While Frank Lampard deftly extended a leg to volley in Ivanovic’s header, the other part of United’s ancien regime, Edwin van der Sar, was otherwise unbeatable. They have mastered blending old and new. Chelsea find it problematic.
Nine remnants of Jose Mourinho’s reign started the game, while none of this season’s three major recruits played the 90 minutes. Seamless transition is hard to execute, but Ferguson is skilled in the subject.
While United inherit Chelsea’s crown, the examination on their seasons will contain a shared subject: striking signings. For £6 million (Dh36.6m), Hernandez has been a remarkable recruit, a man whose scorched-earth policy renders him the scourge of slowing defenders and whose habit of scoring telling goals had turned him into Chelsea’s nemesis.
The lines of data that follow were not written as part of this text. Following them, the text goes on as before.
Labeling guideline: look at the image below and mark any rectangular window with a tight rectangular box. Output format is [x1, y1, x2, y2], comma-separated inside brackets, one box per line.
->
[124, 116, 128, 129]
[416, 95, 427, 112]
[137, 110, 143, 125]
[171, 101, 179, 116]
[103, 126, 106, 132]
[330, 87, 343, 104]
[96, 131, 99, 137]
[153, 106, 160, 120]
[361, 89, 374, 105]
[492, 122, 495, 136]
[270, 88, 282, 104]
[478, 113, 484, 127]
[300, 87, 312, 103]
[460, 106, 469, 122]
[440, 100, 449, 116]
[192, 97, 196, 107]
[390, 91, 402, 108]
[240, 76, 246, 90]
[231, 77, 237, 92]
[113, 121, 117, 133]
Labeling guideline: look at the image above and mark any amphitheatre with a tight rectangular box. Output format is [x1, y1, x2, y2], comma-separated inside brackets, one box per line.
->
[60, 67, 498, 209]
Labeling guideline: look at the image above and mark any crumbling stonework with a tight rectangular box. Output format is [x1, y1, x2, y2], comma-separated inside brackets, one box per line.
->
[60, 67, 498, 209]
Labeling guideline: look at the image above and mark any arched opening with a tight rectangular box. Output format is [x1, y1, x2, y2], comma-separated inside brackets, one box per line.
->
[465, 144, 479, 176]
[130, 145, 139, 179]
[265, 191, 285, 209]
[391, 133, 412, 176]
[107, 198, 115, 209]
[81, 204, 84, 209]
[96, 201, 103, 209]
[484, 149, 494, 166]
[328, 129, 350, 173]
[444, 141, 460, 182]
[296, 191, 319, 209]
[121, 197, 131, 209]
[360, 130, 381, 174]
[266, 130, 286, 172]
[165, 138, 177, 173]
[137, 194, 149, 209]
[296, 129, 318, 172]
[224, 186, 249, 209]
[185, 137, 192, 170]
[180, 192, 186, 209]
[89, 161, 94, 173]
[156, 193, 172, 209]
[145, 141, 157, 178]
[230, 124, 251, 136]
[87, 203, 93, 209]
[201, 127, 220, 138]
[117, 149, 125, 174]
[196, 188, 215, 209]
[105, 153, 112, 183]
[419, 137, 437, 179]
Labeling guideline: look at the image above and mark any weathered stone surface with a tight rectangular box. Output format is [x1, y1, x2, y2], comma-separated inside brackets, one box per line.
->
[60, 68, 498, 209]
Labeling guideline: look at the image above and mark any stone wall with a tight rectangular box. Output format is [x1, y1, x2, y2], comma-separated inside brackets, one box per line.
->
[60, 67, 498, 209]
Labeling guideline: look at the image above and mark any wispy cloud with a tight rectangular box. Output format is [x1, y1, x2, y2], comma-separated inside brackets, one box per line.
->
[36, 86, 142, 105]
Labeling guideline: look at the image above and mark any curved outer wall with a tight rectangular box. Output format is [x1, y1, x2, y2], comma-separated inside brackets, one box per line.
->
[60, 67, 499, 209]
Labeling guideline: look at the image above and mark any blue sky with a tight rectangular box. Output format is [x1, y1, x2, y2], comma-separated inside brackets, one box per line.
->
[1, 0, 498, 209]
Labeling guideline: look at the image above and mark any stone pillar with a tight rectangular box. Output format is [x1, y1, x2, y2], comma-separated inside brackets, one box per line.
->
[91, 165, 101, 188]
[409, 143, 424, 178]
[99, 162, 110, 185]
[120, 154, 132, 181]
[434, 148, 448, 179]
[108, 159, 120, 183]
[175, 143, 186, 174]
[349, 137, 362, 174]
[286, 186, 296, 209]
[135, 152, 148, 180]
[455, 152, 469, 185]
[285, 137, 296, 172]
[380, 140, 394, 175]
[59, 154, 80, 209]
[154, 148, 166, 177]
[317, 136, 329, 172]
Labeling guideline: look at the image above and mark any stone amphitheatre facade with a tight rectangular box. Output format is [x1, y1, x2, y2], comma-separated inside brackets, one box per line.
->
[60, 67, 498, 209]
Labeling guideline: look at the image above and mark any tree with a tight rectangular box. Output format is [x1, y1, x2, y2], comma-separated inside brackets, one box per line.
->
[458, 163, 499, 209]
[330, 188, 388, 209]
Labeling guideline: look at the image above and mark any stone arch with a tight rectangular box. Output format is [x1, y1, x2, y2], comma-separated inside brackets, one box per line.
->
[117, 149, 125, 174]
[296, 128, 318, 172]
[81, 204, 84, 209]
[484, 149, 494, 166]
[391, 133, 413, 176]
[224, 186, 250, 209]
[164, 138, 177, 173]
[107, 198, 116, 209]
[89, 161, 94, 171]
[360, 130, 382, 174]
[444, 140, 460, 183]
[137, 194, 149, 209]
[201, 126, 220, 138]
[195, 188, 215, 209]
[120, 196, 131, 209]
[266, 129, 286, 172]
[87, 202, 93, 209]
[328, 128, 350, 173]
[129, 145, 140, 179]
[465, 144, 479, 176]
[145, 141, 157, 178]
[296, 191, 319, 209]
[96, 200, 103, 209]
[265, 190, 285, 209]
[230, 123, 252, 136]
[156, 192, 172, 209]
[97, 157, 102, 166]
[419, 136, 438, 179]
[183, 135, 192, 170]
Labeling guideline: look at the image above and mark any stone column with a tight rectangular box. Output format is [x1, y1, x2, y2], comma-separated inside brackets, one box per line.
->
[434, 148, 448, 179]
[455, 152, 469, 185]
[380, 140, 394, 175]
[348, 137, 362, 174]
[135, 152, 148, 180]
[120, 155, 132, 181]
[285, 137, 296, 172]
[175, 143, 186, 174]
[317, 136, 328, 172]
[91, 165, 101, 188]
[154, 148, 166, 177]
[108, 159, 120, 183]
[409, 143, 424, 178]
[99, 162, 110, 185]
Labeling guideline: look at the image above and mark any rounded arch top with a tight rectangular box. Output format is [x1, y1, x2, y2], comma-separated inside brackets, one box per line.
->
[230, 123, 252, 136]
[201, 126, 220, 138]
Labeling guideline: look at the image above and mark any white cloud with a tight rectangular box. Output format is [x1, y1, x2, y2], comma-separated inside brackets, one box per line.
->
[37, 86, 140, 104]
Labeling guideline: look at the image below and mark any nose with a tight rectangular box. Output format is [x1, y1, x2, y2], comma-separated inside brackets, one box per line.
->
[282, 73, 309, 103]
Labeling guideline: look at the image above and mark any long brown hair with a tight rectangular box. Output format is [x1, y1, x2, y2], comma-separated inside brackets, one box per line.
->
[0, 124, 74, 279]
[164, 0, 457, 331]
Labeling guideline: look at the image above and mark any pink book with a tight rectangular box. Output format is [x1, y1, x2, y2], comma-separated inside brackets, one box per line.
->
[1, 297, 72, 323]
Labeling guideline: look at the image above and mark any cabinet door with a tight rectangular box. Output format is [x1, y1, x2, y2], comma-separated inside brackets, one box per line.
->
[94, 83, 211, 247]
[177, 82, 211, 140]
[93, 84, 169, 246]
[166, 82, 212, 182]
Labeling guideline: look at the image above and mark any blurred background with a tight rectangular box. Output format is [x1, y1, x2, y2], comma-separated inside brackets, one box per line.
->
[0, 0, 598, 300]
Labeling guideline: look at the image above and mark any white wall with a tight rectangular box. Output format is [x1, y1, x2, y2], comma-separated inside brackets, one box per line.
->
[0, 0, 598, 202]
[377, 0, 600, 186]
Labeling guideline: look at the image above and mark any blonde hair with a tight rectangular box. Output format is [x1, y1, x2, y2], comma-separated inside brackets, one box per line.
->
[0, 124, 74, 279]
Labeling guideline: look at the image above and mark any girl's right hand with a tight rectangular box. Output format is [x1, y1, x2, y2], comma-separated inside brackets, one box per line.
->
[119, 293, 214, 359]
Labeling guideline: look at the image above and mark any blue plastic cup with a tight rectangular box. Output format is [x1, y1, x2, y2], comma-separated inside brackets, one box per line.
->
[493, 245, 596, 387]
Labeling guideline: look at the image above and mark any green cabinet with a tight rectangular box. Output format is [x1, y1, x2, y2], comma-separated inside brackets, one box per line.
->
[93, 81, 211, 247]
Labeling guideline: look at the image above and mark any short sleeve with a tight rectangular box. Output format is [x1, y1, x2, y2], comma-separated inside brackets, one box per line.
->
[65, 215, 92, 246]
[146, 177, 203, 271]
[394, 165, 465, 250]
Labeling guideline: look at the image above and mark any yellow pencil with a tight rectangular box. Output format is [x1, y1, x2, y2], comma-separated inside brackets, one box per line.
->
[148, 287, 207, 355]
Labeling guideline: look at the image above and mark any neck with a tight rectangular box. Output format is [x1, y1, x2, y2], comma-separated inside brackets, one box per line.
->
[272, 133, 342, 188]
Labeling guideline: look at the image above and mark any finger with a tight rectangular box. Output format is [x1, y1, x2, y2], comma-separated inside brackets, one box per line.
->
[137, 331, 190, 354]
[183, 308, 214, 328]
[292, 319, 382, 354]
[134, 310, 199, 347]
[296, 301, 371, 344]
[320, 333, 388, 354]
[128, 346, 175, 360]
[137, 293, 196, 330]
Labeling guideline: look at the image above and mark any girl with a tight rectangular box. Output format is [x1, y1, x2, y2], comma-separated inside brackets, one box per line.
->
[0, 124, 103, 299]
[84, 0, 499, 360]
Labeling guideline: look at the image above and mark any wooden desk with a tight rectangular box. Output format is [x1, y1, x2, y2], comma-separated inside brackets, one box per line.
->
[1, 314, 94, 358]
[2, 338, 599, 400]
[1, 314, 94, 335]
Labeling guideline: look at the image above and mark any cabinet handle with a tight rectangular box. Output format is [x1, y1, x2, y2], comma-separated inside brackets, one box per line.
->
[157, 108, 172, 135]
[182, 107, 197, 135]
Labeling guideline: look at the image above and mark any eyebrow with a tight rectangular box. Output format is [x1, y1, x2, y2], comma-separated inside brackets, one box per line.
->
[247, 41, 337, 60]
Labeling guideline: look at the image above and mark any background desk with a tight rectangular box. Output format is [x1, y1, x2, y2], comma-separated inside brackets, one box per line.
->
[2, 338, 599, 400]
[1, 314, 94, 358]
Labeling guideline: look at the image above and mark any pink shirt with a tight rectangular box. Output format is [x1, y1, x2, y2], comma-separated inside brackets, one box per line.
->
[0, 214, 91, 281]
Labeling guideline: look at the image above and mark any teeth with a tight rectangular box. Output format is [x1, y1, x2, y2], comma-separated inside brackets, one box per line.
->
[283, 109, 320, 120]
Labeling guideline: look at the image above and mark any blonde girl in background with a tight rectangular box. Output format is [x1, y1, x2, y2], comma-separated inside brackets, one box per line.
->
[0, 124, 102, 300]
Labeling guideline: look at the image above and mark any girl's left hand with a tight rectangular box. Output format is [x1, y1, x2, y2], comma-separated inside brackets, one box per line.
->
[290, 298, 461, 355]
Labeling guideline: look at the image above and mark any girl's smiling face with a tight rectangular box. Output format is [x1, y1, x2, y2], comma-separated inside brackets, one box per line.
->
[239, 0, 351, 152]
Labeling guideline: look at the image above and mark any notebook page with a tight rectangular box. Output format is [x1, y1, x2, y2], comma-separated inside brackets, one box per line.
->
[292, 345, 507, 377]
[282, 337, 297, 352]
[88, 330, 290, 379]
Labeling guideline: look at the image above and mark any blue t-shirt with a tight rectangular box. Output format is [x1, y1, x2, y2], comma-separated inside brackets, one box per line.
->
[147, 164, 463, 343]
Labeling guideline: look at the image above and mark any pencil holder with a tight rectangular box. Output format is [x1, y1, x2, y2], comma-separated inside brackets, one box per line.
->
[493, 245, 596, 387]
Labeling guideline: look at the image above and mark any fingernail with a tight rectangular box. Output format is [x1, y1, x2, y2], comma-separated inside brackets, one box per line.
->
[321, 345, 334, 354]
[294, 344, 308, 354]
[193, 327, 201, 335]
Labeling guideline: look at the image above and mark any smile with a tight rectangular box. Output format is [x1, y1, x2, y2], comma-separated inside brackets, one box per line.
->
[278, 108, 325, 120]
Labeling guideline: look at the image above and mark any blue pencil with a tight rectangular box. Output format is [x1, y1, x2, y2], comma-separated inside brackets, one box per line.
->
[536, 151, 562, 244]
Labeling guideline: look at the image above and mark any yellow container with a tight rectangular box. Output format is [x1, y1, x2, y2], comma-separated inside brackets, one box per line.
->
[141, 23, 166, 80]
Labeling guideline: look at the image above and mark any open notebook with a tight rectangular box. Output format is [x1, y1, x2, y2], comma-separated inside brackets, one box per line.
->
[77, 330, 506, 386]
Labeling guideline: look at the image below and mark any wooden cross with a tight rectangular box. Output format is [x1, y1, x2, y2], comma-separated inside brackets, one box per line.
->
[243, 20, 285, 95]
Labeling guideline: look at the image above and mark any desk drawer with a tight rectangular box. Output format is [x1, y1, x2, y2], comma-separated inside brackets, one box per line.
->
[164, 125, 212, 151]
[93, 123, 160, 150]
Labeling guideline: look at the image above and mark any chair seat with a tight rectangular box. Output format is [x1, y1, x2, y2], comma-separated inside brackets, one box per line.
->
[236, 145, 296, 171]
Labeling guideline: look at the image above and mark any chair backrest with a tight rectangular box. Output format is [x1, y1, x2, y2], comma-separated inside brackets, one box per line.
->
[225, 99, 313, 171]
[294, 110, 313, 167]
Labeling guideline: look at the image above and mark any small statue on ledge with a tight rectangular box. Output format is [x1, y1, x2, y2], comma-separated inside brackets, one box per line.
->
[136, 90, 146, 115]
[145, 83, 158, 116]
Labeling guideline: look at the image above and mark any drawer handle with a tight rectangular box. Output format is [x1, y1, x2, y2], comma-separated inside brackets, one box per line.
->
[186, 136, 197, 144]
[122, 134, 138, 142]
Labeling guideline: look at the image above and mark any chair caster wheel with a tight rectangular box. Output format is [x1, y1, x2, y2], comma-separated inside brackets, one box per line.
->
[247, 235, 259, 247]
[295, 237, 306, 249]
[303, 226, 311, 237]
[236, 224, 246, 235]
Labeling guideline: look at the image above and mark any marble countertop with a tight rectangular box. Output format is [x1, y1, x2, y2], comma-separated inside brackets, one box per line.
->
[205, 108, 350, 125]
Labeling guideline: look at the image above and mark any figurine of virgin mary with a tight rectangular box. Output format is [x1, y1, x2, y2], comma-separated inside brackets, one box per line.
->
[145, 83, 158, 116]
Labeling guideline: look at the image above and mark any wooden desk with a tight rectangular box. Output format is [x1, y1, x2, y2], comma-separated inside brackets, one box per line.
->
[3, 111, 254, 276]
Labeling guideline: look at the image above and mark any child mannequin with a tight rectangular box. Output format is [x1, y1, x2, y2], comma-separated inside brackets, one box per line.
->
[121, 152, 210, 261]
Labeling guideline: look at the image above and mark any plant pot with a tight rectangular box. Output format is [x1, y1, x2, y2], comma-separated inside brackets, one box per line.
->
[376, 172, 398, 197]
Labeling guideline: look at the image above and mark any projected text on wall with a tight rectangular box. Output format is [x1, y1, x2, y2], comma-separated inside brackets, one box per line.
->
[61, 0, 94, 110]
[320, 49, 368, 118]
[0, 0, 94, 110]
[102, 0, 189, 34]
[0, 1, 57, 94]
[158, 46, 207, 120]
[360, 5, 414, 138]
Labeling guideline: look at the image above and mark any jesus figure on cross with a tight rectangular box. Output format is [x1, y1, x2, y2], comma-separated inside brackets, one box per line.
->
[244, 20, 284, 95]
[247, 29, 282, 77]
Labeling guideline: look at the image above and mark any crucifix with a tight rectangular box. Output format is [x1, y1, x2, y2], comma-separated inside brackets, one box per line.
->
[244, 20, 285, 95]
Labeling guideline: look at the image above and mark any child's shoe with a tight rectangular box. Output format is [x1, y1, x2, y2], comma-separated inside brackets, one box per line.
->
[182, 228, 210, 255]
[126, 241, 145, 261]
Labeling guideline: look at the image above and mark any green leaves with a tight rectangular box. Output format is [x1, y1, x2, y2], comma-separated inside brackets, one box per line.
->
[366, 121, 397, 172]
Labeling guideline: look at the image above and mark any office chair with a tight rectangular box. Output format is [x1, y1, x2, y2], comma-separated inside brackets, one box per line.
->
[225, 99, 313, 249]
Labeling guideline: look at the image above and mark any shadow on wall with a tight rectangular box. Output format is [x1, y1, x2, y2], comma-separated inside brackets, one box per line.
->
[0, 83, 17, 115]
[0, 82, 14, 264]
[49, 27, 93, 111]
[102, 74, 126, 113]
Their £50m man, meanwhile, was confined to a half-hour cameo, taking his total for the club to 830 minutes and a solitary goal.
Bought to bring the Champions League or the Premier League trophy to Stamford Bridge, the brutal truth is that Fernando Torres has been both an expensive embarrassment and ineffective irrelevance.
Chelsea have long believed in the power of the chequebook, but it takes more than money to halt Manchester United. Especially when history beckons.